Con cada novedad, todos los caminos
parecían acabar en un cuarto oscuro, con ella sobre una cama
deteriorada y un hombre pagando por sus servicios. Nunca se sintió
segura. A veces incluso se sentía violada.
—¡Qué incomodo es estar con los hombres que a uno no le gusta! —se quejaba Jacqueline con su amiga.
—Tú lo que tienes es que beber Brugal, que de una vez eso se te va.
Así fue como
Jacqueline se convirtió en dos personas: sin el Brugal, se quedaba en
una esquina, enamorando a los hombres con la timidez de una señorita.
Con el licor en las venas, los abrazaba y les decía seductoramente al
oído: “ven, vámonos”.
—Ayúdame a salir de esto —pedía llorando Jacqueline a Dios cada vez que estaba debajo de un hombre.

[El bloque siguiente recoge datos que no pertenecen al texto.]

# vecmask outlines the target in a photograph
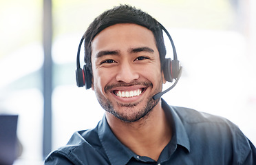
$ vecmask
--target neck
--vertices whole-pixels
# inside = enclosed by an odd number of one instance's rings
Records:
[[[109,113],[107,122],[116,137],[133,152],[157,161],[171,138],[171,126],[161,107],[161,102],[149,114],[138,121],[127,123]]]

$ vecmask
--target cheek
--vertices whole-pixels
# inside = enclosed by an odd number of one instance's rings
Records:
[[[95,90],[104,91],[105,87],[113,79],[113,74],[105,69],[98,69],[94,72],[94,85]]]

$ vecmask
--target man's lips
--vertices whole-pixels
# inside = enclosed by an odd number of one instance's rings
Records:
[[[131,91],[114,90],[113,93],[120,98],[131,98],[140,96],[145,90],[145,88],[140,88]]]

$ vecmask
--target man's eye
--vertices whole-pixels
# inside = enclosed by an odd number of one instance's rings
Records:
[[[145,56],[139,56],[136,59],[136,60],[142,60],[145,59],[149,59],[149,58]]]
[[[101,63],[114,63],[115,61],[114,60],[106,60],[102,62]]]

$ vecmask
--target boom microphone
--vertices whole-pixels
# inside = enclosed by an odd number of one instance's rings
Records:
[[[178,78],[177,79],[175,80],[175,82],[173,84],[173,85],[171,85],[169,88],[168,88],[167,89],[163,91],[161,91],[161,92],[159,92],[156,94],[155,94],[154,96],[153,96],[153,100],[157,100],[160,98],[161,98],[161,96],[164,94],[165,93],[167,93],[167,91],[170,91],[171,89],[173,89],[175,85],[176,84],[178,83],[178,82],[180,80],[180,76],[181,76],[181,74],[182,72],[182,67],[180,66],[180,72],[179,72],[179,74],[178,76]]]

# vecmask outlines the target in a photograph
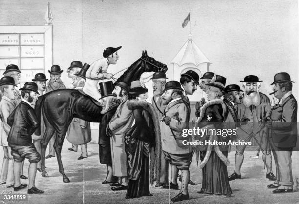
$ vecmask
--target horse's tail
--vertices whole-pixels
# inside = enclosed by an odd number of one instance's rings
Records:
[[[37,118],[38,122],[39,122],[39,126],[34,134],[36,135],[41,135],[41,115],[42,114],[42,105],[43,104],[44,101],[43,96],[41,96],[39,97],[39,99],[36,102],[36,103],[35,103],[35,106],[34,106],[34,110],[35,111],[35,115],[36,116],[36,118]]]

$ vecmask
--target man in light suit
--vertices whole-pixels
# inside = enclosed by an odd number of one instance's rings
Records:
[[[151,98],[151,104],[158,114],[158,118],[161,119],[162,117],[163,111],[166,106],[163,104],[162,95],[164,92],[165,83],[166,83],[166,77],[165,72],[155,72],[152,76],[152,89],[153,90],[153,96]],[[161,157],[161,170],[160,176],[160,185],[163,185],[168,184],[168,166],[169,164],[165,160],[164,156],[162,153]],[[156,185],[156,187],[158,187]]]
[[[0,102],[0,145],[3,147],[4,158],[0,176],[0,185],[6,184],[6,187],[13,187],[15,183],[13,165],[13,157],[10,154],[11,150],[7,143],[7,136],[10,127],[7,124],[7,118],[16,108],[14,103],[16,91],[14,78],[4,77],[0,80],[0,90],[2,100]]]
[[[131,128],[134,121],[133,112],[128,107],[128,90],[127,84],[119,82],[112,91],[112,94],[121,102],[107,125],[107,131],[111,136],[112,175],[118,177],[118,183],[110,184],[111,186],[114,186],[112,187],[112,190],[128,189],[125,133]]]
[[[260,82],[262,81],[260,81],[256,76],[247,76],[240,82],[243,83],[245,93],[242,103],[235,107],[237,121],[240,125],[238,125],[240,126],[237,129],[236,140],[248,142],[253,138],[258,143],[262,143],[261,149],[263,153],[263,161],[266,162],[267,167],[266,177],[270,180],[275,180],[269,149],[267,150],[267,155],[265,155],[266,146],[265,125],[264,123],[260,122],[261,119],[266,119],[270,113],[270,100],[265,94],[258,92]],[[261,141],[262,138],[263,141]],[[235,171],[229,176],[229,181],[241,179],[241,166],[244,160],[243,153],[246,147],[246,145],[236,146]],[[269,148],[268,146],[268,148]]]
[[[162,148],[171,169],[171,181],[169,185],[163,185],[163,188],[178,189],[178,170],[182,174],[182,188],[179,194],[171,199],[173,202],[189,199],[189,167],[193,155],[192,148],[183,144],[183,141],[191,139],[189,136],[182,136],[183,129],[188,128],[190,115],[187,105],[182,99],[183,91],[179,82],[171,81],[166,83],[165,92],[162,96],[163,103],[167,104],[160,123]]]
[[[270,146],[276,166],[276,179],[268,188],[277,188],[273,193],[293,191],[292,153],[297,140],[297,102],[292,94],[292,83],[286,72],[274,76],[274,96],[279,102],[273,108],[267,127],[270,132]]]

Treinta años tuvieron que pasar para que Dios la escuchara.
Empezó a ejercer un rol combativo en la defensa de los derechos de las trabajadoras sexuales a finales de los años
90 desde el Movimiento de Mujeres Unidas (Modemu), una organización sin
fines de lucro que capacita a las prostitutas en diversos oficios y les
ofrece chequeos médicos gratuitos y asesorías legales en casos de violencia.
En esta organización, comenzó
enseñando a sus compañeras a usar el condón y a identificar las
enfermedades de transmisión sexual. Lo surgió como una iniciativa de 5
mujeres, ahora tiene en su registro cerca de 6 mil, en un país que,
según cifras no oficiales, tiene una población de 200 mil personas
dedicadas a la prostitución.
Hoy,
Jacqueline trabaja en un proyecto de ley para regular el trabajo sexual
que permita proteger a las mujeres que lo ejercen de la discriminación
social y los abusos policiales. Lo hace desde el congreso, donde fue
electa como diputada con más de 8 mil votos el pasado mayo.